Le début des années 90 furent synonymes de légèreté pour Nicolas Cage, l'acteur américain enchaînant les petits films oubliables allant de la comédie sans panache au film noir quasi-télévisuel (tout le monde a oublié Deadfall et c'est tant mieux). Il faudra attendre 1995 et la sortie de Leaving Las Vegas pour assister non seulement à une véritable renaissance de l'acteur mais également à une tournure professionnelle épatante, l'ex-Sailor Ripley devenant par la suite une star du film d'action hollywoodien. En ce qui concerne Leaving Las Vegas, c'est la consécration : une critique encensante unanime, des nominations de partout et surtout un Oscar décerné par Jessica Lange...

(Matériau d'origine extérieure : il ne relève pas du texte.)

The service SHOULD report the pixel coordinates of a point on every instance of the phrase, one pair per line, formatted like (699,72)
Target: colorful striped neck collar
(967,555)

Et pour cause : la prestation de Cage est bluffante, au même titre que celle de sa partenaire Elisabeth Shue. Il incarne Ben Sanderson, un scénariste alcoolique qui, après s'être fait virer, décide de se suicider à l'alcool sous les lumières de Las Vegas. Là, il y rencontre Sera, une pute paumée qui va se prendre d'affection pour lui. C'est le début d'une incroyable histoire d'amour entre deux êtres déchus sombrant dans l'enfer le plus lumineux de la Terre. Mike Figgis (Les Leçons de la vie) filme une relation sincère, touchante, quasi-documentaire par moments, délaissant les caméras habituelles pour une super 16mm granuleuse afin de nous plonger au cœur-même de l'aventure. Déstabilisant, parfois violent mais aussi émouvant et même drôle, le long-métrage s'avère incroyablement poignant, le réalisme dans lequel il baigne nous déchirant autant que les protagonistes.
Nicolas Cage est renversant dans la peau de cet être auto-destructeur constamment soul, charmeur à deux balles aux proses à la fois vulgaire et poétiques mais nanti d'un bon fond indélébile, tandis qu'Elisabeth Shue, filmée tel un ange salvateur prête à tout abandonner pour sauver comme elle peut cet homme aussi perdu qu'elle, nous fait rapidement oublier ses précédentes prestations comiques. Ainsi, film fauché empreint d'une atmosphère sombre et pesante d'un hypnotisme rare, Leaving Las Vegas fait partie de ces histoires d'amour uniques, intemporelles et hors du commun, des histoires d'amour noyées dans l'alcool, le fric et la déchéance d'où émergent à quelques recoins une grâce innommable. Un film dans tous les cas marquant, presque un chef-d'œuvre.